# Looking for simple 2x4 chair plans.



## el_d (Apr 25, 2012)

I was wondering if anybody had some plans for a easy/Quick 2x4 chair. 

A while back we bought a nice oak finish-it-yourself table that has worked really well for our large family. When we got the table we Planned on returning and getting the chairs but that never happened. we Have been using some chairs that are giving out and my wife wants new ones. If I can find something easy and inexpensive I wont have to but cheap particle board chairs from walmart. 
 My father made a bench out of 2x4's that has worked really well and my wife likes it but I am looking for single benches/chairs that I can put together rather easily.

 All I have is a sliding compound Mitre saw( Harbor Freight special) and some hand tools to work with. Plenty of paint and screws. 

Any ideas or pics would be appreciated.......

Thanks.


----------



## navycop (Apr 25, 2012)

http://www.readymade.com/projects/build_a_2x4_chair/next_step


----------



## snyiper (Apr 25, 2012)

VP-45 Pelican Chair - Kreg Jig Owners Community
Marlee's Table and Chairs - Kreg Jig Owners Community

Try These


----------



## el_d (Apr 25, 2012)

Thanks Mike.
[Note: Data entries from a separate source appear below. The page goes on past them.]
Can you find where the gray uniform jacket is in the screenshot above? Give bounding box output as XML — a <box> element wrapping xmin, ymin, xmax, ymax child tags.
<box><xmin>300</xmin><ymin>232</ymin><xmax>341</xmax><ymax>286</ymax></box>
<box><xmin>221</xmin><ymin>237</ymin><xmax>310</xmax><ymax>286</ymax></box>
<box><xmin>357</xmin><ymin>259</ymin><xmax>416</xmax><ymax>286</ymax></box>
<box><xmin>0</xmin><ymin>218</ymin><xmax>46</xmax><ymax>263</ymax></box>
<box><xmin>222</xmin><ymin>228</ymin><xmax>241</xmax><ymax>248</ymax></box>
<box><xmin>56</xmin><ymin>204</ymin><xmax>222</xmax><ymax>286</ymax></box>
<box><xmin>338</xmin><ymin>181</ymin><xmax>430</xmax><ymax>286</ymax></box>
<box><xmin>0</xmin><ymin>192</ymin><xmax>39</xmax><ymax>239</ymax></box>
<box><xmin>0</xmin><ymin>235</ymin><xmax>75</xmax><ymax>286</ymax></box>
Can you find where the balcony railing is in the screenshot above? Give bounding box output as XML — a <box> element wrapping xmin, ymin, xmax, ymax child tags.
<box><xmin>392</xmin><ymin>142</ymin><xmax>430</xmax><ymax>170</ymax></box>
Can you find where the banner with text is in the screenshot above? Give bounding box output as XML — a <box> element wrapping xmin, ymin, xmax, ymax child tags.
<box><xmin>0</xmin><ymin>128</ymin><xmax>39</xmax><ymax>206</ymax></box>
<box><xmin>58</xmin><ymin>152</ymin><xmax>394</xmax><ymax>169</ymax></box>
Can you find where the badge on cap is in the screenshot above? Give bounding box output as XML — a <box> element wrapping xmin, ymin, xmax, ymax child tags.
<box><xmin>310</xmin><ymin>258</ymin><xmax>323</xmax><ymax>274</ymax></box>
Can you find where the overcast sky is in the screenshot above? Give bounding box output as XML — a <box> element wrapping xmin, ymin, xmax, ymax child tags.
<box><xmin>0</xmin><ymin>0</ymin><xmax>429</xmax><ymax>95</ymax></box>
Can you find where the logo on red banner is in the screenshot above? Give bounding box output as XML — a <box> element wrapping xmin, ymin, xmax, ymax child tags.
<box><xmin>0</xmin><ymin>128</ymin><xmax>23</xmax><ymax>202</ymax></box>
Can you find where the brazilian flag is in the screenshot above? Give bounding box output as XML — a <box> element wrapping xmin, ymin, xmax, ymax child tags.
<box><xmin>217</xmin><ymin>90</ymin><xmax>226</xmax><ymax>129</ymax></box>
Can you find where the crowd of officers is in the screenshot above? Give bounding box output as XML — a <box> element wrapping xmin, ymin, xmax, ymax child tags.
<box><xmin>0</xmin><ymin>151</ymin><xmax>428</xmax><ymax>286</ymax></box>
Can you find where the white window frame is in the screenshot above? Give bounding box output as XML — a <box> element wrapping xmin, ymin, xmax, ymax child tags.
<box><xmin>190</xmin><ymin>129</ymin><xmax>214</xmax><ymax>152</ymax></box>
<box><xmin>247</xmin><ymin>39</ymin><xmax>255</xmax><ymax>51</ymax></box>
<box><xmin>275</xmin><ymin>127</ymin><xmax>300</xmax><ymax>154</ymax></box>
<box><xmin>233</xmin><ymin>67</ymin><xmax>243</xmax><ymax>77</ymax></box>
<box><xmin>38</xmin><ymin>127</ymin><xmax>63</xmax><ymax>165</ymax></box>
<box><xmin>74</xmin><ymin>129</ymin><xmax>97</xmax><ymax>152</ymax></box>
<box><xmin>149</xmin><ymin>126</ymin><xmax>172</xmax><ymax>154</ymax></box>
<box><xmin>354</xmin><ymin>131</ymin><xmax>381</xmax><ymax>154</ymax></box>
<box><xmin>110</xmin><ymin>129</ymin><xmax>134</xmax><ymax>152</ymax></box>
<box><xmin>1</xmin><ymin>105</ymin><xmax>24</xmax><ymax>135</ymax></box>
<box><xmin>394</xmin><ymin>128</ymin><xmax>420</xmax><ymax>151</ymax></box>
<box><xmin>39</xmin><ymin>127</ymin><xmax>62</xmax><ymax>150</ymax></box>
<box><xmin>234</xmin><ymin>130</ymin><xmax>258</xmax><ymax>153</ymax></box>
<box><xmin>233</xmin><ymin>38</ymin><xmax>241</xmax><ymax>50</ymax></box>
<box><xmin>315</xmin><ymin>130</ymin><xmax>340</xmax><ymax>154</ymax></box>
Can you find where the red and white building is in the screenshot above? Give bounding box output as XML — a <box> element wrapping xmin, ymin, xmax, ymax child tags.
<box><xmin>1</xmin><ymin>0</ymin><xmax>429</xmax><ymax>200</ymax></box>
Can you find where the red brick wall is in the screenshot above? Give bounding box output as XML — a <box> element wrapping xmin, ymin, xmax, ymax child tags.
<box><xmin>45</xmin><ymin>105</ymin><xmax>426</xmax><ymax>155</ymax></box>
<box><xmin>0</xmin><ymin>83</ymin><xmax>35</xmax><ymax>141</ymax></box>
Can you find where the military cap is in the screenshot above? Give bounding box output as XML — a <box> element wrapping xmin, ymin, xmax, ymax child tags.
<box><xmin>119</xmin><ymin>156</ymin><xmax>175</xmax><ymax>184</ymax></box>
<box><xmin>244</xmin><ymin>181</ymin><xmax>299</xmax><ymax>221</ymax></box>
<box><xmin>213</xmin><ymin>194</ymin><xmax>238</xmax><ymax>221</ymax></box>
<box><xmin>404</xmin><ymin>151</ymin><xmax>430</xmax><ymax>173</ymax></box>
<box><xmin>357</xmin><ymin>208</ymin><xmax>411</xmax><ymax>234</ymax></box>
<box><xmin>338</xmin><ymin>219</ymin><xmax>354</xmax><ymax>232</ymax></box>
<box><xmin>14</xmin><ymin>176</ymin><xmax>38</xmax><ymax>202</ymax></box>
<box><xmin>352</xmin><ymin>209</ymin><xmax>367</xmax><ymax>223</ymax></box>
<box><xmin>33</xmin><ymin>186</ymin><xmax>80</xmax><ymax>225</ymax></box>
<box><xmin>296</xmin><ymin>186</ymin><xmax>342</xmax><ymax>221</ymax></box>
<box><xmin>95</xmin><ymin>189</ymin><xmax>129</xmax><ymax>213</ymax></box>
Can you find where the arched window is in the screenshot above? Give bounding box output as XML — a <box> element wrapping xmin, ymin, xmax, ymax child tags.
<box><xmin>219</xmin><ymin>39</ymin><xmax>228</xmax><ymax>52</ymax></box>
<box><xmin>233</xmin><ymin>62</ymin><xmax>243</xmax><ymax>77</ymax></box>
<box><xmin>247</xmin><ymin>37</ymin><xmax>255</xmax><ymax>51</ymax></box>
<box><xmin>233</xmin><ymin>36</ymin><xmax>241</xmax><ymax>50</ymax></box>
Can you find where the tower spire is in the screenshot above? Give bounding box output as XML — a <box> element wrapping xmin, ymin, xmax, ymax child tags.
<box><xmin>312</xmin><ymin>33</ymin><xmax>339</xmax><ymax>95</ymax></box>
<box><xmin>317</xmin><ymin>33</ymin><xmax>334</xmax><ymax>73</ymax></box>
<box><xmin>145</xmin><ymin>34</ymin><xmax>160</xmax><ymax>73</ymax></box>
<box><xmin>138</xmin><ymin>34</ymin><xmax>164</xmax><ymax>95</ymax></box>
I'll check it out. 

Glenn, I had totally forgotten about my kraig jig.  Nice.


----------



## Smitty37 (Apr 25, 2012)

*Lots*

Try www.[B]woodworkersworkshop.com[/B]/resources/​index.php?cat=102

Tons of free plans basic chair with arms #57 might be just what you want and the plans are free.


----------



## el_d (Apr 25, 2012)

Thanks Smitty, great site.


----------